Re: question about page tables in DAX/FS/PMEM case

Larry Bassel <larry.bassel@xxxxxxxxxx> · Thu, 21 Feb 2019 14:58:27 -0800

[adding linux-mm]

On 21 Feb 19 15:41, Jerome Glisse wrote:
> On Wed, Feb 20, 2019 at 03:06:22PM -0800, Larry Bassel wrote:
> > I'm working on sharing page tables in the DAX/XFS/PMEM/PMD case.
> > 
> > If multiple processes would use the identical page of PMDs corresponding
> > to a 1 GiB address range of DAX/XFS/PMEM/PMDs, presumably one can instead
> > of populating a new PUD, just atomically increment a refcount and point
> > to the same PUD in the next level above.

Thanks for your feedback. Some comments/clarification below.

> 
> I think page table sharing was discuss several time in the past and
> the complexity involve versus the benefit were not clear. For 1GB
> of virtual address you need:
>     #pte pages = 1G/(512 * 2^12)       = 512 pte pages
>     #pmd pages = 1G/(512 * 512 * 2^12) = 1   pmd pages
> 
> So if we were to share the pmd directory page we would be saving a
> total of 513 pages for every page table or ~2MB. This goes up with
> the number of process that map the same range ie if 10 process map
> the same range and share the same pmd than you are saving 9 * 2MB
> 18MB of memory.

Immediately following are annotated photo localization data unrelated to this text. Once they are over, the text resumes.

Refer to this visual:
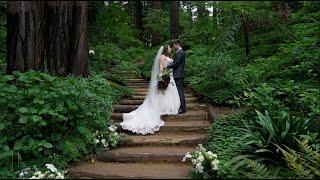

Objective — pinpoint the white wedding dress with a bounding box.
[120,46,180,135]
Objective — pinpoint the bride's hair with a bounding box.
[161,44,171,57]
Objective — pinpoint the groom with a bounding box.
[167,39,186,114]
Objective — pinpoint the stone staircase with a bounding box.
[67,78,228,179]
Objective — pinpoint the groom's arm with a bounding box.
[167,51,183,69]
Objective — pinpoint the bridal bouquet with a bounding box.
[156,68,173,95]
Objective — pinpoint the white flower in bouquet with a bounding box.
[182,152,192,162]
[211,159,219,171]
[95,139,100,144]
[195,162,204,173]
[19,171,25,177]
[197,144,206,151]
[45,164,57,173]
[101,139,106,144]
[38,173,45,179]
[109,125,117,132]
[191,159,197,165]
[197,155,204,162]
[89,49,95,54]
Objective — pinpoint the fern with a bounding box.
[211,21,241,54]
[274,138,320,179]
[244,158,280,179]
[225,155,280,179]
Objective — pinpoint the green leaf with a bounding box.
[32,115,42,122]
[42,142,53,149]
[38,146,43,152]
[19,116,29,123]
[55,106,64,112]
[3,145,10,152]
[13,141,23,150]
[0,122,5,131]
[40,120,47,126]
[48,110,58,116]
[77,126,87,134]
[39,108,48,115]
[18,107,28,113]
[4,75,15,81]
[4,85,17,93]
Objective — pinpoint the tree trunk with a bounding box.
[69,1,89,77]
[188,1,193,28]
[241,14,250,56]
[135,0,143,40]
[7,1,45,74]
[45,1,73,76]
[196,1,207,18]
[151,1,161,47]
[169,1,180,39]
[46,1,89,77]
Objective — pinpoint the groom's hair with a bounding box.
[173,39,181,46]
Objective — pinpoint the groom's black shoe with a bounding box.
[178,109,186,114]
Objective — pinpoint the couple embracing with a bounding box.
[120,40,186,135]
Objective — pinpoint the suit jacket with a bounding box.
[167,49,185,79]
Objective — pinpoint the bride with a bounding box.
[120,45,181,135]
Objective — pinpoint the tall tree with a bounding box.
[7,1,89,77]
[7,1,45,75]
[151,1,161,47]
[45,1,89,77]
[196,1,208,18]
[169,1,180,39]
[135,0,143,40]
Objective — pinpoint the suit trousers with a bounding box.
[174,78,186,111]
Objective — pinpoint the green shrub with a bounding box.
[238,110,311,160]
[0,71,131,167]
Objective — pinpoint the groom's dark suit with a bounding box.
[167,48,186,112]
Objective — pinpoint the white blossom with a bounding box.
[45,164,57,173]
[182,152,192,162]
[197,144,206,151]
[197,155,204,162]
[195,162,204,173]
[108,125,117,132]
[95,139,100,144]
[38,174,45,178]
[211,159,219,171]
[89,49,95,54]
[191,159,197,165]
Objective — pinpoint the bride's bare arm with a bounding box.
[159,55,165,75]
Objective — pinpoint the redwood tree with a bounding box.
[135,0,143,40]
[151,1,161,47]
[7,1,45,75]
[169,1,180,39]
[7,1,89,77]
[46,1,89,77]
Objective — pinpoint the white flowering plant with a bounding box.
[16,164,67,179]
[182,144,219,179]
[93,124,125,150]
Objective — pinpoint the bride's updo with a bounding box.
[162,44,171,57]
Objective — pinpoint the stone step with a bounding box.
[111,110,208,121]
[125,78,149,83]
[119,132,208,147]
[97,146,196,163]
[115,121,210,133]
[126,82,150,86]
[113,103,207,113]
[133,92,194,97]
[67,162,192,179]
[119,97,198,105]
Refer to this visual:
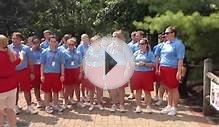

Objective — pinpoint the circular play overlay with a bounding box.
[83,36,135,90]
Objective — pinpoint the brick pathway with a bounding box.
[14,90,217,127]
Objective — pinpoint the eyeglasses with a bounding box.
[139,43,146,45]
[165,32,173,35]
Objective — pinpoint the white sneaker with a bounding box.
[81,96,89,102]
[26,105,38,114]
[155,100,163,106]
[88,105,95,111]
[119,105,125,113]
[36,101,44,108]
[154,96,159,101]
[53,105,64,112]
[15,105,22,115]
[110,104,116,112]
[96,104,104,110]
[145,106,152,114]
[77,102,86,108]
[45,106,53,114]
[167,108,177,116]
[160,106,171,114]
[127,93,134,100]
[69,99,77,105]
[135,106,141,113]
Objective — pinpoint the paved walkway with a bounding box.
[14,90,218,127]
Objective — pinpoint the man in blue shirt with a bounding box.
[40,30,52,49]
[41,36,65,114]
[8,32,38,115]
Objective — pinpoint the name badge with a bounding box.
[52,61,55,66]
[71,61,74,66]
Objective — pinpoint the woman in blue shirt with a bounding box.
[63,37,84,109]
[31,37,44,108]
[131,38,155,113]
[155,26,185,116]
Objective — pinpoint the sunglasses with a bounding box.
[165,32,173,35]
[139,43,147,45]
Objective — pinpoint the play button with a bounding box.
[83,36,135,90]
[105,51,117,75]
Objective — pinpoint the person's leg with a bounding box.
[23,91,31,106]
[15,87,19,106]
[144,91,152,106]
[44,92,51,107]
[167,88,173,107]
[53,92,59,106]
[154,82,159,101]
[63,85,71,105]
[34,87,42,102]
[96,87,103,105]
[172,88,179,108]
[88,89,95,111]
[4,108,16,127]
[0,110,4,127]
[74,85,80,102]
[118,87,125,106]
[135,90,142,107]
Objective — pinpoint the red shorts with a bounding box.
[131,71,154,91]
[42,73,62,93]
[160,66,179,89]
[15,68,32,91]
[63,68,81,86]
[31,65,41,88]
[82,78,95,90]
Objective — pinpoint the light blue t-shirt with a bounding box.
[41,47,64,73]
[63,48,82,69]
[76,42,89,58]
[58,44,68,52]
[31,48,43,65]
[127,40,137,53]
[154,38,185,68]
[132,42,140,53]
[134,50,155,72]
[40,40,49,49]
[8,43,33,71]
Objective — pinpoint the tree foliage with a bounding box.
[134,0,219,63]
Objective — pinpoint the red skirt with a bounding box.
[42,73,62,92]
[31,65,41,88]
[160,66,179,89]
[63,68,81,86]
[131,71,154,91]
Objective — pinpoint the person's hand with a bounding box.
[60,75,65,82]
[79,72,83,80]
[30,73,35,81]
[176,71,182,81]
[155,70,160,75]
[41,76,45,83]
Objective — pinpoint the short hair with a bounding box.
[131,31,137,36]
[67,37,77,45]
[48,35,57,41]
[90,35,101,42]
[81,34,89,39]
[166,26,177,37]
[12,32,24,40]
[43,30,52,34]
[137,30,144,37]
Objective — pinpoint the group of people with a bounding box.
[0,26,185,127]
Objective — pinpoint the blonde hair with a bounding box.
[113,30,125,41]
[67,37,77,45]
[90,35,101,42]
[0,34,8,48]
[0,35,16,62]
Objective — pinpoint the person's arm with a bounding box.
[60,64,65,82]
[40,64,45,83]
[176,59,183,81]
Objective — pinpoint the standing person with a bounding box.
[127,31,138,100]
[63,37,84,109]
[131,38,155,113]
[155,26,185,116]
[27,36,34,48]
[153,33,166,106]
[132,31,144,53]
[77,34,90,102]
[8,32,38,115]
[40,30,52,49]
[0,35,22,127]
[83,35,104,111]
[31,37,44,108]
[41,36,65,114]
[110,30,127,113]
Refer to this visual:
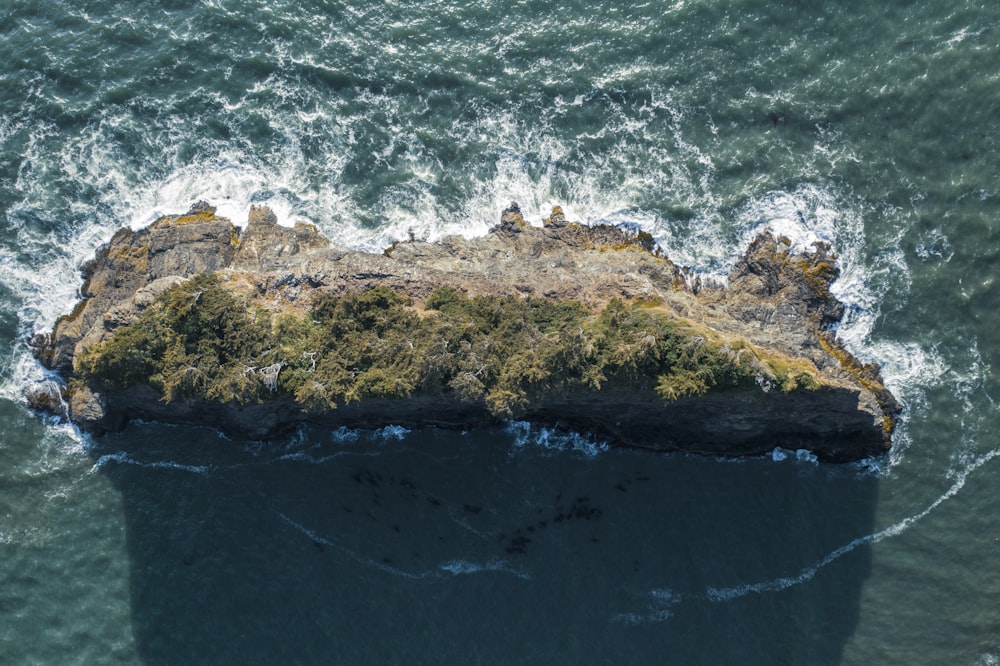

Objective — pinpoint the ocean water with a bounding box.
[1,1,998,663]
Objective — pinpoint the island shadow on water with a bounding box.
[91,421,878,665]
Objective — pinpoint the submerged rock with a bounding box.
[30,202,900,461]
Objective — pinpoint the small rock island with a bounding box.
[29,202,900,462]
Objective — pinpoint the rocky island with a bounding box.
[29,202,900,462]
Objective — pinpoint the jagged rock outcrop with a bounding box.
[29,201,900,461]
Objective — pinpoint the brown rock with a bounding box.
[68,385,107,429]
[25,379,67,418]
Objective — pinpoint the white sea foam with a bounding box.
[768,447,820,466]
[275,452,312,463]
[330,426,362,443]
[9,420,93,481]
[914,228,954,263]
[858,334,982,470]
[438,558,529,579]
[795,449,819,464]
[91,452,211,475]
[121,162,303,233]
[506,420,609,458]
[979,646,1000,666]
[371,424,411,441]
[274,449,379,465]
[449,90,726,254]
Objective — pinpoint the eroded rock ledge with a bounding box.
[29,202,900,462]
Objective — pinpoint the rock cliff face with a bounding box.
[30,202,900,462]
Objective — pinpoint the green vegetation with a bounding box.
[77,275,822,417]
[77,274,273,403]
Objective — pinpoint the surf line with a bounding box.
[704,446,1000,602]
[90,451,214,475]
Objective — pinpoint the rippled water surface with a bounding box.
[1,1,999,663]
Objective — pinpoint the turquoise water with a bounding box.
[1,1,998,663]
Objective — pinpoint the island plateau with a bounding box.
[28,202,900,462]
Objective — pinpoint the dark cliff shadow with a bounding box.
[92,422,878,665]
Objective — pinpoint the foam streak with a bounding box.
[705,447,1000,602]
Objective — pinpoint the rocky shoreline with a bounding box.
[28,202,900,461]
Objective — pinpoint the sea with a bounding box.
[1,1,998,664]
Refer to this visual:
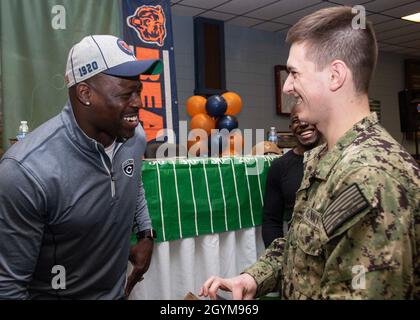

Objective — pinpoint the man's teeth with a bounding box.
[296,97,303,105]
[300,130,313,137]
[124,116,138,122]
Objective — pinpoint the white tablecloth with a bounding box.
[128,226,265,300]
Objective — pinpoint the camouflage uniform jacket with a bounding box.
[244,113,420,299]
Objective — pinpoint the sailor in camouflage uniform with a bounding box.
[200,6,420,300]
[244,112,420,299]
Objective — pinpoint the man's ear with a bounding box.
[329,60,347,92]
[75,82,92,107]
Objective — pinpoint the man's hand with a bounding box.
[199,273,257,300]
[125,238,154,298]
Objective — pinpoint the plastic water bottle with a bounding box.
[16,121,29,141]
[267,126,278,145]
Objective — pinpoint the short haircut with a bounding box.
[286,6,378,94]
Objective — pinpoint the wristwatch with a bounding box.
[136,229,157,240]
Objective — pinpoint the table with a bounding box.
[129,155,278,300]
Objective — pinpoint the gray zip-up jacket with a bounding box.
[0,102,152,299]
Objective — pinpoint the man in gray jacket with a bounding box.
[0,35,162,299]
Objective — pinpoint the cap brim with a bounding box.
[103,59,162,77]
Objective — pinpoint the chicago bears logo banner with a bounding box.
[122,0,179,143]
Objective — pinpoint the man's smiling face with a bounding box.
[283,41,330,126]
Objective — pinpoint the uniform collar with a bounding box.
[304,112,379,182]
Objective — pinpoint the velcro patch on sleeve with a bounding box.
[322,183,369,236]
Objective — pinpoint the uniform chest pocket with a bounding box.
[295,207,329,256]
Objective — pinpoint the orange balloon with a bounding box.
[190,113,216,135]
[186,95,207,117]
[222,92,243,116]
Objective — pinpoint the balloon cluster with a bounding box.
[186,92,243,157]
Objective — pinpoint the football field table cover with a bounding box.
[141,155,279,242]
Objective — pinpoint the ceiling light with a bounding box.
[401,12,420,22]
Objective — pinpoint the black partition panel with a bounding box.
[194,17,226,97]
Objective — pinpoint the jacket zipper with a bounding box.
[109,143,123,198]
[96,143,121,198]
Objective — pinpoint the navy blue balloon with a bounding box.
[208,131,228,157]
[205,95,227,117]
[216,115,238,132]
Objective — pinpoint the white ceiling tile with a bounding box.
[394,48,420,55]
[374,23,420,39]
[216,0,280,15]
[274,1,337,25]
[381,44,407,51]
[385,39,420,49]
[373,18,415,32]
[377,42,389,48]
[377,43,403,50]
[378,49,399,55]
[376,42,396,48]
[253,21,290,32]
[375,32,390,41]
[172,0,420,35]
[364,0,417,13]
[198,10,236,21]
[171,4,205,16]
[406,38,420,47]
[367,13,394,24]
[379,29,420,44]
[247,0,323,21]
[228,16,265,28]
[381,1,420,17]
[179,0,231,10]
[327,0,373,5]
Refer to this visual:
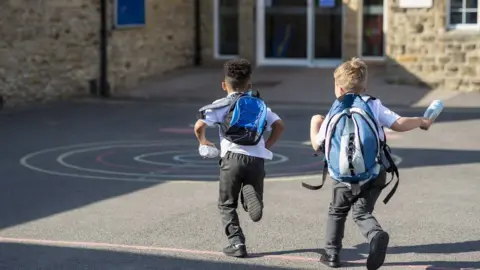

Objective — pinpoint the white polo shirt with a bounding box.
[200,95,281,160]
[315,97,401,146]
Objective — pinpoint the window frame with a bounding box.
[213,0,239,59]
[446,0,480,30]
[358,0,388,61]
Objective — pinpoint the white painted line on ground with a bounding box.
[19,140,323,183]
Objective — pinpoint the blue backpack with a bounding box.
[198,90,268,146]
[302,94,399,204]
[325,93,382,182]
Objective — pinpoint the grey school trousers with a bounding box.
[218,152,265,245]
[324,170,387,255]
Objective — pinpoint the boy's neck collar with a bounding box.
[337,92,360,101]
[227,90,250,96]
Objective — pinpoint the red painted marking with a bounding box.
[0,237,461,269]
[159,128,192,134]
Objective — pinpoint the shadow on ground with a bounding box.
[0,242,293,270]
[252,240,480,269]
[380,148,479,169]
[0,177,157,230]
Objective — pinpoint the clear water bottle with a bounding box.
[423,100,444,122]
[198,145,219,158]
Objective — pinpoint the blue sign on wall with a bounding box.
[319,0,335,7]
[114,0,146,28]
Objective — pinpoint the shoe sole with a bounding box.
[366,231,389,270]
[320,259,340,268]
[224,251,247,258]
[223,248,247,258]
[242,185,262,222]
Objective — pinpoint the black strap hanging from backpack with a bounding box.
[301,159,328,190]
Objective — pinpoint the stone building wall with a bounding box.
[0,0,100,105]
[109,0,195,92]
[386,0,480,91]
[0,0,197,106]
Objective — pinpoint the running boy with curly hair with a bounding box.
[194,58,285,258]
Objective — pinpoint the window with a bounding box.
[448,0,479,29]
[361,0,384,58]
[214,0,239,58]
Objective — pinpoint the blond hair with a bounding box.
[334,57,368,93]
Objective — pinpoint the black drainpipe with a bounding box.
[99,0,110,97]
[194,0,202,66]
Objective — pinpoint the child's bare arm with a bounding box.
[310,115,325,151]
[194,119,214,146]
[390,117,432,132]
[265,119,285,149]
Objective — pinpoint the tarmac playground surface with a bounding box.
[0,95,479,269]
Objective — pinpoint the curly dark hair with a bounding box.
[223,58,252,91]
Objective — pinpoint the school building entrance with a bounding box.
[212,0,386,68]
[256,0,343,67]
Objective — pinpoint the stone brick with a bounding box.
[464,43,477,51]
[438,57,451,64]
[445,65,459,76]
[446,43,462,51]
[469,56,480,64]
[422,57,435,63]
[444,79,462,90]
[449,52,466,63]
[461,66,476,76]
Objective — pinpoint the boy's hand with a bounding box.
[199,139,215,147]
[420,118,433,130]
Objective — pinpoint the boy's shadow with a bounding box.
[250,240,480,269]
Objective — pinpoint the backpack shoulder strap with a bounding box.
[197,94,243,120]
[362,94,377,102]
[198,94,241,112]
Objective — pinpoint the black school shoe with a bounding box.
[223,244,247,258]
[241,185,263,222]
[366,231,390,270]
[320,253,341,268]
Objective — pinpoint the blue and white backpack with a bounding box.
[302,94,399,204]
[198,90,268,146]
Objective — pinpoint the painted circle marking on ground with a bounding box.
[20,140,330,183]
[19,140,402,184]
[135,151,289,167]
[56,142,307,178]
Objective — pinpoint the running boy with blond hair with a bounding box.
[307,57,433,269]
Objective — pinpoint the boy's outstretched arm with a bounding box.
[265,119,285,149]
[390,117,433,132]
[194,119,215,146]
[310,114,325,151]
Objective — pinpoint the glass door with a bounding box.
[361,0,385,59]
[256,0,342,67]
[257,0,309,65]
[311,0,343,67]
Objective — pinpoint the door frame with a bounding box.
[256,0,343,67]
[357,0,388,61]
[213,0,239,59]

This seems relatively modest saving.

The file blocksize = page size in what I am working on would
be 2 MiB (sharing puds/pages of pmds), I'm not trying to
support sharing pmds/pages of ptes. And yes, the savings in this
case is actually even less than in your example (but see my example below).

> 
> AFAIK there is no hardware benefit from sharing the page table
> directory within different page table. So the only benefit is the
> amount of memory we save.

Yes, in our use case (high end Oracle database using DAX/XFS/PMEM/PMD)
the main benefit would be memory savings:

A future system might have 6 TiB of PMEM on it and
there might be 10000 processes each mapping all of this 6 TiB.
Here the savings would be approximately
(6 TiB / 2 MiB) * 8 bytes (page table size) * 10000 = 240 GiB
(and these page tables themselves would be in non-PMEM (ordinary RAM)).

> 
> See below for comments on complexity to achieve this.
> 
[trim]
> > 
> > If I have a mmap of a DAX/FS/PMEM file and I take
> > a page (either pte or PMD sized) fault on access to this file,
> > the page table(s) are set up in dax_iomap_fault() in fs/dax.c (correct?).
> 
> Not exactly the page table are allocated long before dax_iomap_fault()
> get calls. They are allocated by the handle_mm_fault() and its childs
> functions.

Yes, I misstated this, the fault is handled there which may well
alter the PUD (in my case), but the original page tables are set up earlier.

> 
> > 
> > If the process later munmaps this file or exits but there are still
> > other users of the shared page of PMDs, I would need to
> > detect that this has happened and act accordingly (#3 above)
> > 
> > Where will these page table entries be torn down?
> > In the same code where any other page table is torn down?
> > If this is the case, what would the cleanest way of telling that these
> > page tables (PMDs, etc.) correspond to a DAX/FS/PMEM mapping
> > (look at the physical address pointed to?) so that
> > I could do the right thing here.
> > 
> > I understand that I may have missed something obvious here.
> > 
> 
> They are many issues here are the one i can think of:
>     - finding a pmd/pud to share, you need to walk the reverse mapping
>       of the range you are mapping and to find if any process or other
>       virtual address already as a pud or pmd you can reuse. This can
>       take more time than allocating page directory pages.
>     - if one process munmap some portion of a share pud you need to
>       break the sharing this means that munmap (or mremap) would need
>       to handle this page table directory sharing case first
>     - many code path in the kernel might need update to understand this
>       share page table thing (mprotect, userfaultfd, ...)
>     - the locking rules is bound to be painfull
>     - this might not work on all architecture as some architecture do
>       associate information with page table directory and that can not
>       always be share (it would need to be enabled arch by arch)

Yes, some architectures don't support DAX at all (note again that
I'm not trying to share non-DAX page table here).

> 
> The nice thing:
>     - unmapping for migration, when you unmap a share pud/pmd you can
>       decrement mapcount by share pud/pmd count this could speedup
>       migration

A followup question: the kernel does sharing of page tables for hugetlbfs
(also 2 MiB pages), why aren't the above issues relevant there as well
(or are they but we support it anyhow)?

> 
> This is what i could think of on the top of my head but there might be
> other thing. I believe the question is really a benefit versus cost and
> to me at least the complexity cost outweight the benefit one for now.
> Kirill Shutemov proposed rework on how we do page table and this kind of
> rework might tip the balance the other way. So my suggestion would be to
> look into how the page table management can be change in a beneficial
> way that could also achieve the page table sharing.
> 
> Cheers,
> Jérôme

Thanks.

Larry